Even though I carry an iPhone 4S as one of my two daily drivers, I’ll admit that I’ve spent more time using HTC Sense on the One X that arrived on my doorstep a week ago, than this beta of iOS 6. I know this remark isn’t fair to all of you, since I know that for some people, what’s not broken shouldn’t be fixed, but my honest impression of iOS 6 is that I’m bored.

I do understand Apple’s purpose in keeping the grid of icons all over, but why not figure out some way to have UI profiles. If you’re a first-time user, you get the grid, and if you’re a power user, you can customize it differently. Hey, if Cydia could figure that out, I’m sure all those thousands of Apple Engineers can do better.

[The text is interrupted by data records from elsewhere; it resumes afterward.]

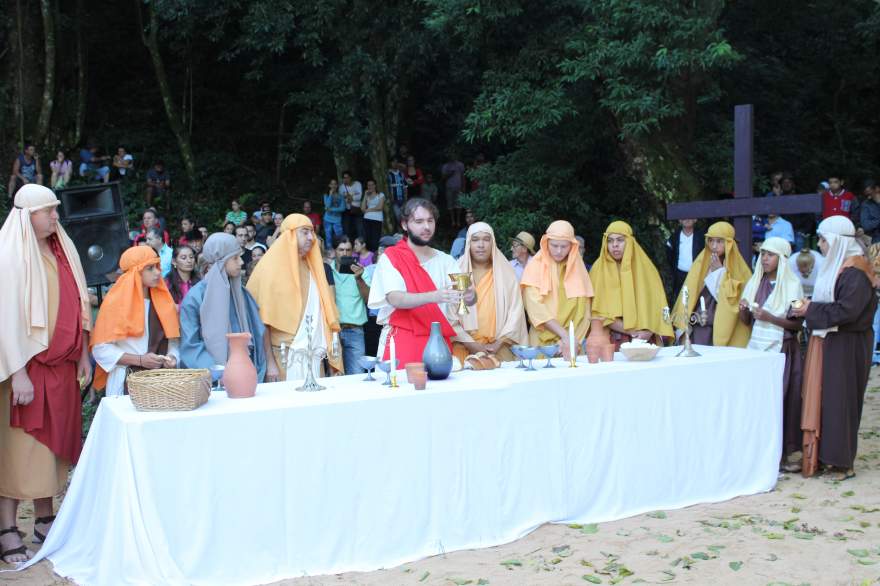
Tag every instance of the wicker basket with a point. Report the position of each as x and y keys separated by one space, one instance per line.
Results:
x=181 y=389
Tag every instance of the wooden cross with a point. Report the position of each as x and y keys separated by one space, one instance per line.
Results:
x=744 y=205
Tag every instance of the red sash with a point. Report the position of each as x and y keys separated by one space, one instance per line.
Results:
x=54 y=417
x=412 y=327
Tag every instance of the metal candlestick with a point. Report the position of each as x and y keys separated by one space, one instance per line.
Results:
x=310 y=354
x=691 y=319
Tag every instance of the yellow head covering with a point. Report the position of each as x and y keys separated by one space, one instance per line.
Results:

4. It brings more fragmentation
I’ve got to hand it to Apple here. Users of legacy devices probably don’t get everything in future updates due to hardware limitations, but they at least get some of them. The problem is when this fragmentation is not justified by hardware limitations. For example, as of beta 1, Siri is not supported by the iPad 2, whose guts are almost identical to what we find powering the iPhone 4S. And if the iPhone 4 and 3GS are getting iOS 6, why isn’t the first-generation iPad getting it? None of these technical decisions make logical sense, unless you add dollars into the equation.

We have seen Apple change their minds as betas keep coming to developers, so let’s hope this is just another phase where they’ll lighten-up sooner or later.

5. We’re stuck with it for at least another 18 months
Using a device that’s no longer ahead of its time, boring or no better than competitors isn’t easy in our times, but knowing that it won’t change for another 18 months is torture. Even if Apple released a new iPhone in the fall, which runs iOS 6 with some minor enhancements, nobody can switch phones every couple of months in this economy. Apple has slowly pushed users into adopting newer hardware just to get this new feature or that one, and it’s really not a good way to drive additional loyalty towards the platform.

The bottom line
This is not like if I don’t recommend iOS 6. Again, there are a ton of reasons why the iPhone 4S is still in my pocket running the beta. My biggest concern lies in its future. Apple seems to have fallen into a comfort zone that’s dangerous in this day and age. Competitors are no longer struggling to catch-up; those tables turned last year. For the first time since I started in this ecosystem back with the iPhone 3GS, I feel like it’s time to move-on. It’s in Apple’s best interest that people that agree with me, have real reasons to stick around.